During an investigation conducted into his asylum application by the Migration Board in June 2004, R.C. maintained his story and added some new elements. In particular he submitted that during one of the “religious trials” by a revolutionary court, during which there had been a lot of people, he managed to escape having changed into civilian clothes in the court’s bathroom brought to him by his friends. Following his escape preceded by him hiding for two months in a friend’s house, his father and wife had been questioned by the police about his whereabouts. R.C. also submitted that he had never been a member of a political party and never formally charged or convicted of any crime and that he was convinced he would be executed if he returned home. In addition, the applicant claimed that he suffered from headaches, sleeplessness, depression and panic attacks as a result of the torture he had been subjected to in the Iranian prison. He provided a medical certificate of February 2005 carrying the doctor’s conclusion that the injuries found on his body could well originate from torture.

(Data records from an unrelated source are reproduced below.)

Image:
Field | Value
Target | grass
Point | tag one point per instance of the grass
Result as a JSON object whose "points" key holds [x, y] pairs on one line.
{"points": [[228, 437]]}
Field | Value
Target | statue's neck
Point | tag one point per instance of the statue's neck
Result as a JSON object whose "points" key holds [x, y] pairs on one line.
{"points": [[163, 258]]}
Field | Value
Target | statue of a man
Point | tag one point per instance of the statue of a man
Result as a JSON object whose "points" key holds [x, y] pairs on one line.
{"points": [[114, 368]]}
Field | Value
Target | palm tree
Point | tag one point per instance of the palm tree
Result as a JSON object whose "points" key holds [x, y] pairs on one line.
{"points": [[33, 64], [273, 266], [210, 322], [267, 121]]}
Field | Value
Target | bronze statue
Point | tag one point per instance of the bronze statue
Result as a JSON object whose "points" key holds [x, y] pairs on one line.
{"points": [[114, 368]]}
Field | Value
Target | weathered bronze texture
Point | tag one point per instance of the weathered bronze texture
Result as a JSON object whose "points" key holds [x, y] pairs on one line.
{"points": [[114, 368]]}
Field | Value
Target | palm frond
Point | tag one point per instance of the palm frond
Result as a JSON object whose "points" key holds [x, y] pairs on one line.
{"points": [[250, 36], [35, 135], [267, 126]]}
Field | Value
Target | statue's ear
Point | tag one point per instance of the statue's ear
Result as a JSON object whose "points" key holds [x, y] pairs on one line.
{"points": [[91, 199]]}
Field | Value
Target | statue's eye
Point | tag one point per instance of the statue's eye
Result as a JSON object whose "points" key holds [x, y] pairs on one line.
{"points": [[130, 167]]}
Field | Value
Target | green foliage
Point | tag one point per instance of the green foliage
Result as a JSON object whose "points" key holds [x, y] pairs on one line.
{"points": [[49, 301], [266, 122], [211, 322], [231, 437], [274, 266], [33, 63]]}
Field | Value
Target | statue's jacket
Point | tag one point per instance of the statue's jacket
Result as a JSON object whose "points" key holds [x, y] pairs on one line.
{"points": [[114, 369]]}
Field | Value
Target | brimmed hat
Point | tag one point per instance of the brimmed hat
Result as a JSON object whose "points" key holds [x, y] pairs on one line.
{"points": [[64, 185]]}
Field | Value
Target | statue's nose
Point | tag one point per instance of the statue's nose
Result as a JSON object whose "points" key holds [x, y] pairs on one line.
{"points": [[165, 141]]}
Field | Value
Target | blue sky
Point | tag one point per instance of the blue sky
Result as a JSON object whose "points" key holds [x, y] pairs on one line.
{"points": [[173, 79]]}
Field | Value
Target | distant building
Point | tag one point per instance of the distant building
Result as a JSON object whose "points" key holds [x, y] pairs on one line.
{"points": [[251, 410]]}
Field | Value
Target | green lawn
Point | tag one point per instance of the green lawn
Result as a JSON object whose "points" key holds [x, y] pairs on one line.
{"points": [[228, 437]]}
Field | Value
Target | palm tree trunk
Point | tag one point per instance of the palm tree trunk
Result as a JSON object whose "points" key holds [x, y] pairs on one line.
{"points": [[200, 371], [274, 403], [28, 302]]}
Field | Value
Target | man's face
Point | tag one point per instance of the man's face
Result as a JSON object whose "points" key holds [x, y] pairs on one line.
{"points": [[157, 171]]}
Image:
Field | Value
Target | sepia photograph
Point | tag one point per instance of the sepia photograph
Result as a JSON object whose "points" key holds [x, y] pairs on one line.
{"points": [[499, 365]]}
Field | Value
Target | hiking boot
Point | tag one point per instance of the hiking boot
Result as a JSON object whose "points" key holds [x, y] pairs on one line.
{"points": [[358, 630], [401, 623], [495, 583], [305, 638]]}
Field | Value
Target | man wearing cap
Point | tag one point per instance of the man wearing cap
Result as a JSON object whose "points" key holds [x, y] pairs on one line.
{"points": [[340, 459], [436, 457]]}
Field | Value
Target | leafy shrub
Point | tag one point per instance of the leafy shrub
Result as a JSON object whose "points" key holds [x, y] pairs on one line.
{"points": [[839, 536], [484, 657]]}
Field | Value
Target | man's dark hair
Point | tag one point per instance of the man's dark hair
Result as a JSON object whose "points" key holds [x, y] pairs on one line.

The national authorities doubted the credibility of his account of events, underlining that revolutionary courts were generally not open to the public, that the applicant had not substantiated his allegations and that there was no proof that he would be tortured or ill-treated if he returned to Iran. His asylum application was refused.

Following a request by the applicant, the Court indicated to the Swedish Government under Rule 39 (interim measures) of its Rules of Court that he should not be deported until further notice. In November 2007, the Migration Board stayed the enforcement of the deportation order against him until further notice.

Several organisations reporting on the situation in Iran noted an increase in human rights violations in Iran after the 2009 elections, including excessive police force, arbitrary arrests, killings, ill-treatment of detainees and the use of torture to obtain confessions. The Parliamentary Assembly of the Council of Europe adopted a resolution in 2009 in which it urged the Iranian authorities not to use violence during peaceful demonstrations and called upon governments of other countries not to expel Iranian citizens to Iran.